Table 4.13 Attributes in bankruptcy data
No. |
Short name |
Long name |
1 |
fyear |
Data year—fiscal |
2 |
cik |
CIK number |
3 |
at |
Assets—total |
4 |
bkvlps |
Book value per share |
5 |
invt |
Inventories—total |
6 |
Lt |
Liabilities—total |
7 |
rectr |
Receivables—trade |
8 |
cogs |
Cost of goods sold |
9 |
dvt |
Dividends—total |
10 |
ebit |
Earnings before interest and taxes |
11 |
gp |
Gross profit (loss) |
12 |
ni |
Net income (loss) |
13 |
oiadp |
Operating income after depreciation |
14 |
revt |
Revenue—total |
15 |
sale |
Sales-turnover (net) |
16 |
dvpsx_f |
Dividends per share—ex-date—fiscal |
17 |
mkvalt |
Market value—total—fiscal |
18 |
prch_f |
Price high—annual—fiscal |
19 |
bankruptcy |
Bankruptcy (output variable) |
This is real data concerning firm bankruptcy, which could be updated by going to the web sources.
Summary
There are a number of tools available for data mining, which can accomplish a number of functions. The tools come from areas of statistics, operations research, and artificial intelligence, providing analytical techniques that can be used to accomplish a variety of analytic functions, such as cluster identification, discriminant analysis, and development of association rules. Data mining software provides powerful means to apply these tools to large sets of data, giving the organizational management means to cope with an overwhelming glut of data and the ability to convert some of this glut into useful knowledge.

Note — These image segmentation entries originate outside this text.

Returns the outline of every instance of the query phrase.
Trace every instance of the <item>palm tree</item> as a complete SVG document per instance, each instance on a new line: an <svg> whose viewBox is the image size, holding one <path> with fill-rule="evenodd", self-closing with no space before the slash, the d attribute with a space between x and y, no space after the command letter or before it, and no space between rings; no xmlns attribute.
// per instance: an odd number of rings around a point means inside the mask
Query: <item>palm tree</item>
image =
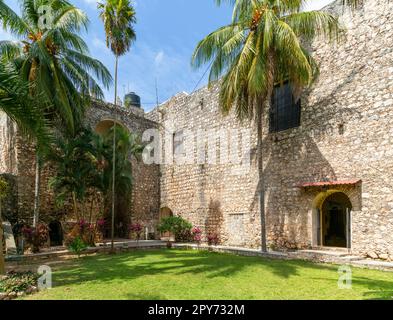
<svg viewBox="0 0 393 320"><path fill-rule="evenodd" d="M29 84L20 79L10 63L4 59L0 59L0 62L0 111L17 123L25 136L35 137L41 146L47 147L51 135L42 110L29 95ZM0 178L0 275L5 272L1 201L7 193L8 185Z"/></svg>
<svg viewBox="0 0 393 320"><path fill-rule="evenodd" d="M119 57L125 55L135 41L136 35L133 25L136 22L135 10L130 0L106 0L98 3L100 17L104 23L106 45L115 55L115 98L117 105L117 81ZM116 127L116 122L113 122ZM111 251L114 252L114 221L115 221L115 164L116 164L116 130L113 135L113 168L112 168L112 241Z"/></svg>
<svg viewBox="0 0 393 320"><path fill-rule="evenodd" d="M301 89L312 84L318 67L304 42L316 36L336 39L340 27L329 13L301 12L303 0L227 1L234 4L232 23L199 42L192 65L212 63L209 85L222 77L219 102L224 114L235 108L239 119L255 119L261 247L266 252L263 113L275 85L289 81L299 97Z"/></svg>
<svg viewBox="0 0 393 320"><path fill-rule="evenodd" d="M56 202L63 206L64 201L72 199L78 221L86 218L85 199L88 191L96 187L100 175L95 135L91 129L81 128L72 138L57 139L53 151L48 155L48 160L56 167L56 176L49 181L49 186L55 191ZM78 209L78 203L82 204L81 210Z"/></svg>
<svg viewBox="0 0 393 320"><path fill-rule="evenodd" d="M39 96L39 100L33 99L30 88L34 86L27 81L23 81L14 66L0 59L0 110L13 120L19 130L28 138L35 139L40 146L48 147L51 142L49 123L40 103L45 102L45 96Z"/></svg>
<svg viewBox="0 0 393 320"><path fill-rule="evenodd" d="M1 213L1 205L3 199L8 195L9 186L7 181L0 177L0 276L5 273L4 247L3 247L3 218Z"/></svg>
<svg viewBox="0 0 393 320"><path fill-rule="evenodd" d="M105 66L89 56L78 35L87 28L87 16L65 0L20 0L18 16L0 0L0 21L15 41L0 41L0 55L12 62L23 80L34 82L30 95L45 94L51 104L45 114L70 135L82 121L93 96L104 94L97 83L109 87L112 77ZM97 80L96 80L97 79ZM37 148L34 223L39 219L42 157Z"/></svg>
<svg viewBox="0 0 393 320"><path fill-rule="evenodd" d="M113 136L116 135L116 163L113 166ZM103 178L102 178L102 193L105 195L106 203L110 203L109 200L112 200L116 206L116 216L118 222L126 222L125 215L129 212L130 206L130 195L133 186L132 179L132 159L140 160L143 152L144 146L140 142L139 136L129 133L127 129L122 126L112 127L104 136L103 136L103 158L105 159L105 163L103 170ZM113 168L114 178L113 178ZM115 181L115 198L112 199L109 197L109 190L113 191L113 181ZM112 216L113 218L113 216ZM114 230L114 220L111 226L111 232ZM123 223L123 226L126 226Z"/></svg>

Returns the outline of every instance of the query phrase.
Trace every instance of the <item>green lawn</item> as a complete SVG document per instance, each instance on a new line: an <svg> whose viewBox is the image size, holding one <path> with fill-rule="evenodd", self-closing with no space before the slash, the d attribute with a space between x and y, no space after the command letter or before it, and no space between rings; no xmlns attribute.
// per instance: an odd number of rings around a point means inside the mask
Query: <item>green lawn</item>
<svg viewBox="0 0 393 320"><path fill-rule="evenodd" d="M53 289L28 299L392 299L393 273L186 250L81 258L55 269Z"/></svg>

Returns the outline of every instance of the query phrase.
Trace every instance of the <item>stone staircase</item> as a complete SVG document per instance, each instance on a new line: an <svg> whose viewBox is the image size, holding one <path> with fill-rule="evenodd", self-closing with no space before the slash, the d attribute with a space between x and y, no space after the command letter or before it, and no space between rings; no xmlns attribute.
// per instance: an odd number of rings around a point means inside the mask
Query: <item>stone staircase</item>
<svg viewBox="0 0 393 320"><path fill-rule="evenodd" d="M350 263L363 260L364 257L353 255L348 249L341 248L315 248L288 252L293 259L304 259L315 262Z"/></svg>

This chapter begins with an overview of tools and functions. It also previews four datasets that are used in subsequent chapters, plus a fifth dataset of real firm bankruptcies available for use. These datasets are small, but provide the readers with views of the type of data typically encountered in some data mining studies.